A past president of the ACS, Bursten became WPI's provost nearly two years ago after serving as a chemistry faculty member and administrator at The Ohio State University and at the University of Tennessee, Knoxville, where he was dean of the College of Arts and Sciences. At WPI Bursten is responsible for WPI’s academic and research programs. He received a BS in chemistry from the University of Chicago in 1974 and  a PhD in chemistry from the University of Wisconsin-Madison in 1978; he is a co-author of one of the leading textbooks in general chemistry in the world—currently in its 14th edition. 

Over the years, Bursten has received numerous national and international honors for his academic accomplishments; he is immediate past chair of the chemistry section of the American Association for the Advancement of Science.
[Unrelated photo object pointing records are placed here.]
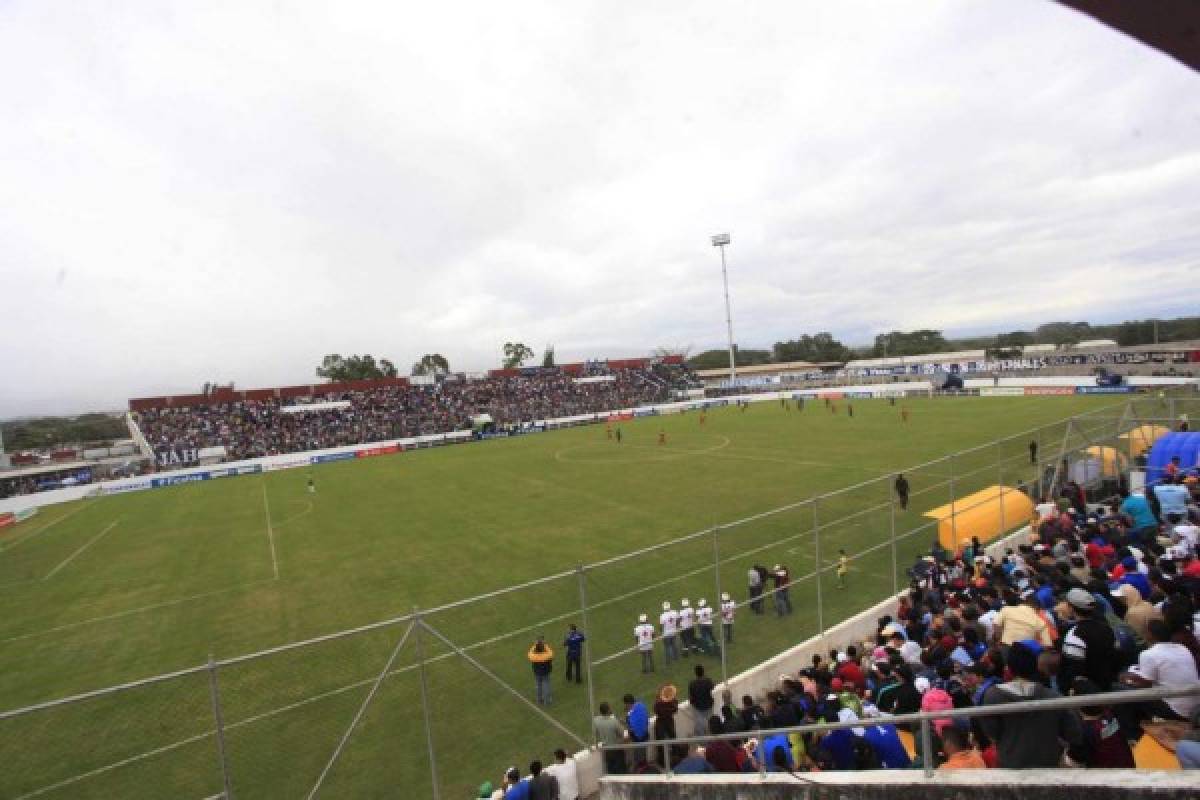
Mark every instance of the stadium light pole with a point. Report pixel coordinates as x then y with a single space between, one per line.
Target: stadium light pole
721 240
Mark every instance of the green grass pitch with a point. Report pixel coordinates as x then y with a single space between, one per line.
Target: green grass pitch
121 588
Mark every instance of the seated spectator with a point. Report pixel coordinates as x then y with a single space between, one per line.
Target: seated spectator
1030 739
959 752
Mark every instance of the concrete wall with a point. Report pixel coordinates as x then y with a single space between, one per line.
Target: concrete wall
893 785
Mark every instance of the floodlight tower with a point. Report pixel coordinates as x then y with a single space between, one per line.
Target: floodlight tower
721 240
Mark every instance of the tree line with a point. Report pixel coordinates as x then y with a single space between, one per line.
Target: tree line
825 348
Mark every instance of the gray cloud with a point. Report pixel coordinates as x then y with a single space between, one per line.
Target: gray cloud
214 191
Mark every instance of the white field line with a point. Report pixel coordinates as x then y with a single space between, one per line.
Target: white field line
43 528
475 645
87 545
131 611
270 534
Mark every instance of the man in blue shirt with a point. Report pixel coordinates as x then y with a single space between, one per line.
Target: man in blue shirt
1138 507
886 743
637 722
574 644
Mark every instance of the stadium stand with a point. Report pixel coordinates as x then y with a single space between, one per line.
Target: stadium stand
262 422
1104 597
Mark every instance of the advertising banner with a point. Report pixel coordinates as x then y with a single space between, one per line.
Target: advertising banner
288 463
173 480
383 450
171 457
328 457
1104 390
137 486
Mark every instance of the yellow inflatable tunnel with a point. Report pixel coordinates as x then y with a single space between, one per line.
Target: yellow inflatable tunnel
1141 439
987 515
1111 462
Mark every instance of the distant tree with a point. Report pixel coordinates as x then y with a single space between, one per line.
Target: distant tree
900 343
515 354
1062 334
431 364
820 347
720 359
355 367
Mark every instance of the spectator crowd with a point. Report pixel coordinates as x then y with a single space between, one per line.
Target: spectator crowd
252 428
1104 597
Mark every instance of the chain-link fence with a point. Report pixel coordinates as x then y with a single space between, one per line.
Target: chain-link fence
432 703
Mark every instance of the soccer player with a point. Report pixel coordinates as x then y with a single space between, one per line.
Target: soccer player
645 635
727 608
687 627
670 623
901 487
705 624
574 647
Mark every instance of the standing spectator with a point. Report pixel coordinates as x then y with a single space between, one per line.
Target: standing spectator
643 632
567 773
541 659
727 609
606 731
1165 665
781 582
1031 739
1089 648
574 645
543 786
901 487
670 621
754 577
637 722
700 695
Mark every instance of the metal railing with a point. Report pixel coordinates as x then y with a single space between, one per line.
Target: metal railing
304 717
922 720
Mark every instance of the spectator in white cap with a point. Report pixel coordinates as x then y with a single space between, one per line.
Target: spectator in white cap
669 620
727 609
643 632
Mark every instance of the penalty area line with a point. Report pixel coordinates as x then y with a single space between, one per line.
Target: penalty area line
87 545
270 534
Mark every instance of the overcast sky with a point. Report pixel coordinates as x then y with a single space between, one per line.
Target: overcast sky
227 191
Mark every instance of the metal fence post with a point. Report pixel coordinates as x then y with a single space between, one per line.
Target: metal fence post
219 721
720 606
895 564
816 539
1000 482
587 647
419 621
927 750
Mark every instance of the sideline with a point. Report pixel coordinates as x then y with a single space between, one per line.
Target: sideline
87 545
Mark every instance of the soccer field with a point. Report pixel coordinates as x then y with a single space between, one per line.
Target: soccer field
120 588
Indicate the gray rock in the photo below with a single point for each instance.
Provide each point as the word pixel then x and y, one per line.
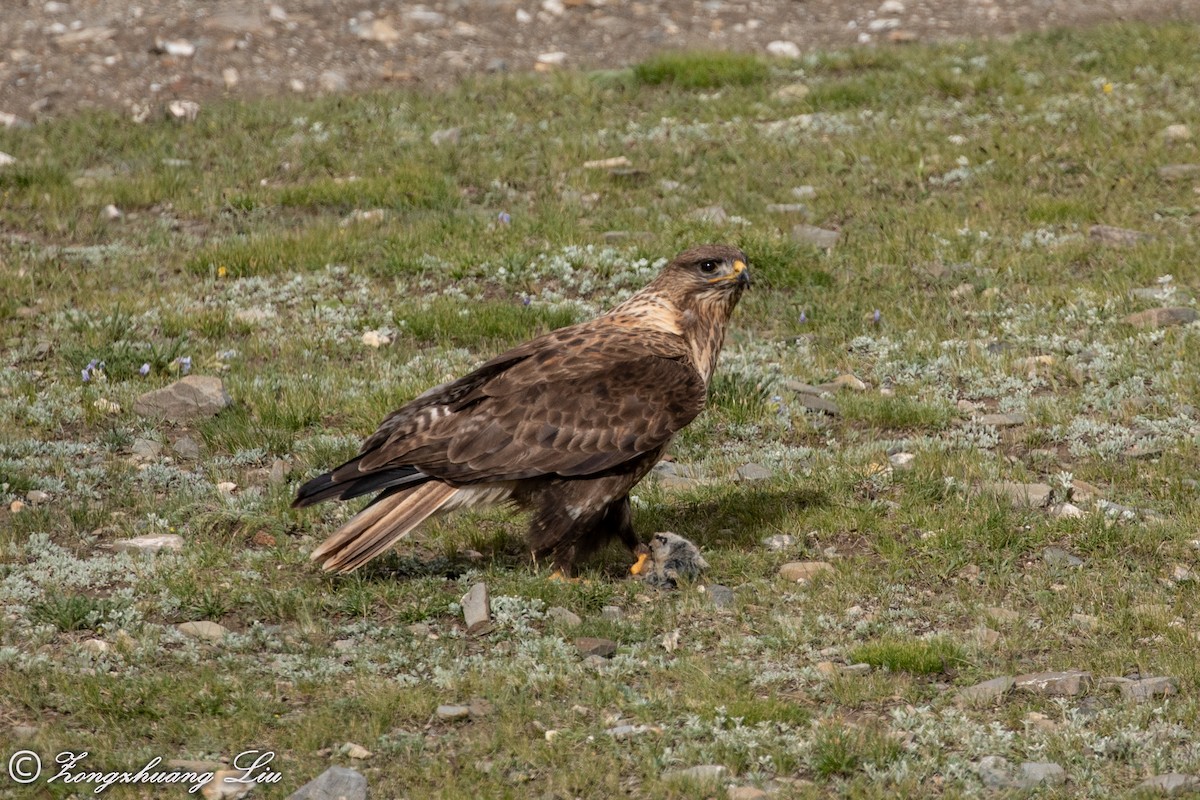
pixel 1149 689
pixel 477 609
pixel 594 647
pixel 145 449
pixel 630 731
pixel 1056 684
pixel 1002 615
pixel 989 691
pixel 1163 317
pixel 719 595
pixel 335 783
pixel 747 793
pixel 700 774
pixel 803 571
pixel 714 214
pixel 186 447
pixel 195 397
pixel 445 136
pixel 779 542
pixel 563 617
pixel 615 236
pixel 203 630
pixel 999 774
pixel 1020 494
pixel 1002 420
pixel 1117 236
pixel 453 713
pixel 1159 294
pixel 815 403
pixel 753 471
pixel 1059 557
pixel 1171 783
pixel 333 82
pixel 1179 172
pixel 821 238
pixel 150 545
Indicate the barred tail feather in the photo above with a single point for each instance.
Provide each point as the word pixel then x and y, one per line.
pixel 383 523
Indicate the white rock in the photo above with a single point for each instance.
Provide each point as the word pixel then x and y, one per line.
pixel 376 338
pixel 450 713
pixel 363 215
pixel 357 752
pixel 784 49
pixel 333 82
pixel 445 136
pixel 184 109
pixel 1067 511
pixel 96 645
pixel 177 47
pixel 150 545
pixel 106 405
pixel 203 630
pixel 1177 132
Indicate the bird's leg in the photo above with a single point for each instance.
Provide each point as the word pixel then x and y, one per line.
pixel 618 517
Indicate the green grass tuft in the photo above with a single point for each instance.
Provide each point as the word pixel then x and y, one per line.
pixel 702 70
pixel 917 656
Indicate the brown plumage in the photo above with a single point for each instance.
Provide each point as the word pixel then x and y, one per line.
pixel 564 425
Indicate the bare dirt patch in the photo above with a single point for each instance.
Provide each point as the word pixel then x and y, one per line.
pixel 57 56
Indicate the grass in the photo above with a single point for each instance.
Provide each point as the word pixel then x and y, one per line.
pixel 964 179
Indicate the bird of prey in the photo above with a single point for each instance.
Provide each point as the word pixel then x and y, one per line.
pixel 671 557
pixel 564 425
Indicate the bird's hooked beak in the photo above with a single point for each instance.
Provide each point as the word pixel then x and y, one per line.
pixel 743 272
pixel 739 275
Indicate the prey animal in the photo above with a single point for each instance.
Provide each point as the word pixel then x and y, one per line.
pixel 563 426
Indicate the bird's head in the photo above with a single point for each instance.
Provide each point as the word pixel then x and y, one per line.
pixel 711 272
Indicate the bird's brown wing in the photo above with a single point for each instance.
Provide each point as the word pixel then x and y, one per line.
pixel 559 405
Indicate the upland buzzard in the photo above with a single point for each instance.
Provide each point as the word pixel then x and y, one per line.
pixel 564 425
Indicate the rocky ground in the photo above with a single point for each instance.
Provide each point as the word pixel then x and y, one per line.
pixel 57 56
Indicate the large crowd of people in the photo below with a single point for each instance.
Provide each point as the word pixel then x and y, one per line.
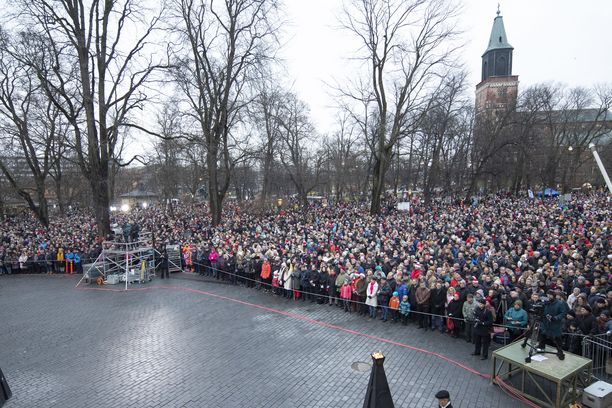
pixel 450 266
But it is the symposium to honor his contributions in the electronic structure of the heavy elements, where many of his colleagues and past students will speak, he says, that gave him a “pinch-yourself-to-make-sure-you’re-still-alive” moment.

“Part of what feels so good about this is that I love being a chemist and I’m proud of it. I still love getting excited in the classroom and getting students who thought they would hate it excited about chemistry, and have them see that it is not as hate-able as they think." -Bruce Bursten

Over two full days, 40 speakers in areas of ACS will give presentations at “Frontiers in Heavy Element Electronic Structure, a Tribute to Bruce Bursten,” including some of Bursten’s former PhD and postdoctoral students. The joint inorganic/nuclear chemistry division symposium will be held at the 253rd ACS National Meeting in San Francisco April 2–6. The ACS holds two national meetings a year with 10,000 to 15,000 attendees.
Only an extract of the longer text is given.